The complexities of managing visitors and freedoms during the COVID-19 pandemic has been highlighted by the national aged care watchdog, as Queensland facilities were allowed to welcome visitors.
The sunshine state’s health authorities lifted the restrictions on non-essential visits into aged care homes in greater Brisbane on Friday.
This overturned the ban on non-exempted visitors that was in place from January 10 following confirmation of the first Australian case of locally acquired COVID-19 with the more contagious UK strain.
Australia has not had an active case of Covid-19 in aged care since September 26.
It follows case studies released by the Australian Aged Care Quality and Safety Commission that showed how providers, families and residents were dealing with the return to visits after COVID-19 lockdowns and outbreaks.
In one case, Jack, a man living in a regional town with mild dementia who loved taking half-hour walks around the block each morning, was stopped from doing his daily routine due to the national COVID-19 lockdown.
When public health restrictions were lifted, his centre continued to enforce a ban on him leaving the home under their service policy and also as they believed his condition had declined.
Following a complaint from his daughter and intervention from ACQSA they negotiated a plan to allow Jack to continue his walks. But they had to be accompanied for the first two weeks to ensure he was safe and well to do them.
“After two weeks they were all happy that he knew the route and was still alert to traffic, so he’s now going for walks alone again,” the report said.
“[His daughter] reported back to the Commission that Jack is now much happier, feels more settled and is eating well again.”
Another case dealt with visitors and the time and duration of drop-ins.
Carol’s daughter Sarah visited daily before the COVID-19 lockdown. She lies in a large residential aged care home, is healthy for her age and makes all her own decisions.

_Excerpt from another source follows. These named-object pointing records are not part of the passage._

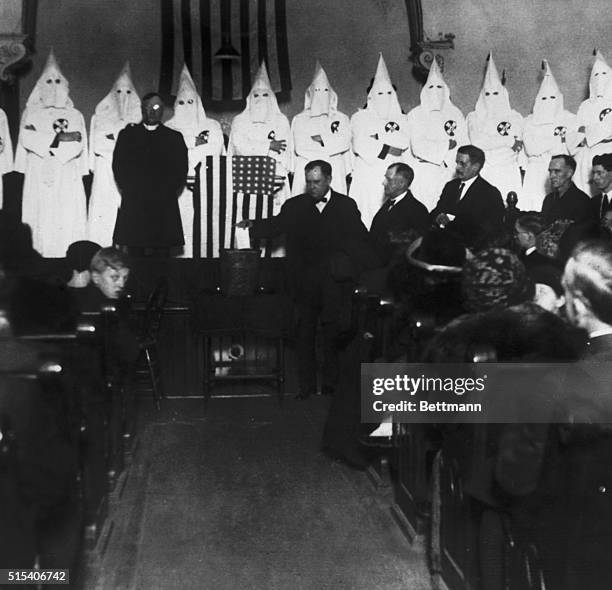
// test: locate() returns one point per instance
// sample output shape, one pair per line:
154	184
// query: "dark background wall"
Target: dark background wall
92	39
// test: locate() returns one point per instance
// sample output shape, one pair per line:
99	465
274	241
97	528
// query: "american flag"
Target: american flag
227	190
194	30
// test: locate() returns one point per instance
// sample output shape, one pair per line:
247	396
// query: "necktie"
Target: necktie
460	191
389	205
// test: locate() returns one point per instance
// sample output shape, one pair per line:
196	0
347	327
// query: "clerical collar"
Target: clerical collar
396	200
601	332
321	204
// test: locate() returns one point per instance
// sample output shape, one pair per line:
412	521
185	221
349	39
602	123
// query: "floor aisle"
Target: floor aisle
241	498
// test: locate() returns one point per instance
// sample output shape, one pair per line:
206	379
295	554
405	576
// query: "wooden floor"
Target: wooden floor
241	497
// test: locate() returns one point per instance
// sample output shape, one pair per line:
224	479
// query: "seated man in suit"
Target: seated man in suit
326	244
602	179
469	206
526	228
566	201
400	214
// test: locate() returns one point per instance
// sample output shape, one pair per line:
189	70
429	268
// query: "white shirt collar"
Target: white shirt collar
601	332
397	199
467	184
320	205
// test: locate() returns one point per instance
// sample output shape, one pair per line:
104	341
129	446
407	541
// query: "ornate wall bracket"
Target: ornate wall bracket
422	49
12	52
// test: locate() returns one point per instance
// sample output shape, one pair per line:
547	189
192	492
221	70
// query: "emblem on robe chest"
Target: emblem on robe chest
60	125
503	128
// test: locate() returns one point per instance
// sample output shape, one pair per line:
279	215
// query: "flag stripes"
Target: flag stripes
194	30
217	208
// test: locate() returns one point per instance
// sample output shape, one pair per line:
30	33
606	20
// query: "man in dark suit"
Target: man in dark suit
566	201
587	280
526	228
469	206
399	215
326	244
602	179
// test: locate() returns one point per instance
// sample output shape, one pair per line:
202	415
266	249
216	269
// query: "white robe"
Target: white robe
54	203
430	157
595	115
496	139
196	154
335	131
541	142
372	158
6	151
253	139
105	198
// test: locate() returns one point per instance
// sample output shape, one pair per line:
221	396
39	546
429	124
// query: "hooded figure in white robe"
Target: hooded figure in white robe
595	120
118	108
436	128
6	151
262	130
52	154
497	129
380	138
203	137
321	132
549	130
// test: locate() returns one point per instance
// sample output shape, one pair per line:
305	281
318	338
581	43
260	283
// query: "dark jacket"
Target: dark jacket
389	224
150	169
480	212
314	241
573	204
596	206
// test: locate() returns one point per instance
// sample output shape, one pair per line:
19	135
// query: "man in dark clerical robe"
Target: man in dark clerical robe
150	168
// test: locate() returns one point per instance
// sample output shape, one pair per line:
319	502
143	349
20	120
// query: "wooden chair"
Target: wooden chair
148	366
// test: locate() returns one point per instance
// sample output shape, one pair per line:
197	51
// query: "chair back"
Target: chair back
154	310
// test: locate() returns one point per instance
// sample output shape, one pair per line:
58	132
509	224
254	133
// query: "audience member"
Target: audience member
526	230
494	279
548	289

Her centre had experienced an outbreak in the months earlier, when four residents and five staff had become infected.
After it was able to re-open it had introduced a booking system to allow as many visitors for as many residents as possible under the restrictions of the “density quotient” rules.
Most jurisdictions continue to have limits on the number of people allowed in facilities per square metre.
It was also in the process of opening an outside visiting area to increase capacity and reduce risk.
Sarah had complained to ACQSA that she was not able to visit more than three times a week, sparking a review of its processes and procedures.
The Commission deemed the centre was “taking a balanced risk-based approach to visitor access”.
“Now that Sarah understands the reasons for the visiting restrictions, she’s willing to accept the current situation.”
In a separate case, the provider policy was to confine residents to their rooms to isolate if they had left the facility.
Maria, who lives in a regional town where there were no cases of community transmission, had lots of friends at her centre and took part in all the activities.
So when she was told she would not be able to come from her room for 14 days after a doctor visit in a nearby town – knowing she had more medical appointments to come – she felt that was overly restrictive.
Her daughter Angela complained to ACQSA, which provided the centre with the latest Australian Health Protection Principal Committee guidelines.
After a negotiation it was deemed Maria would not have to isolate, but would be required to wear a mask outside the building, practise social distancing and wash her hands using a recommended technique.
“The Commission encourages the service to recognise and weigh all the risks on both sides: on one hand the COVID-19 risks for its other residents and staff, and on the other hand, the potential negative impact on the individual resident in isolation,” it said.
The final case study about Jana deals with the challenges of visit at the end of life.
Three adult children wanted to be able to visit their mother every day for two hours each, who was receiving palliative treatment but was not deemed end-of-life – where doctors expect death within 14 days.
The centre was only just emerging from an outbreak. It allowed on 45 minutes daily and the adult son was agitated, upset, and according to the centre, was not following their infection control measures.
They discussed the matter with ACQSA and the centre, who agreed to increase visits to one hour per visit.
Then, Jana had another stroke and was deemed to be end-of-life. The service removed visiting restrictions on the condition they complied with the control hygiene.
Jana died three days later.
“This was a complex case to resolve in part because terms like end-of-life can be understood differently by a clinician and a family member without a clinical background,” it said.
“Her family’s uncertainty about the meaning of the term, when combined with their emotional distress at their mother’s decline, and the essential COVID-19 restrictions, made finding a mutually acceptable resolution very challenging.”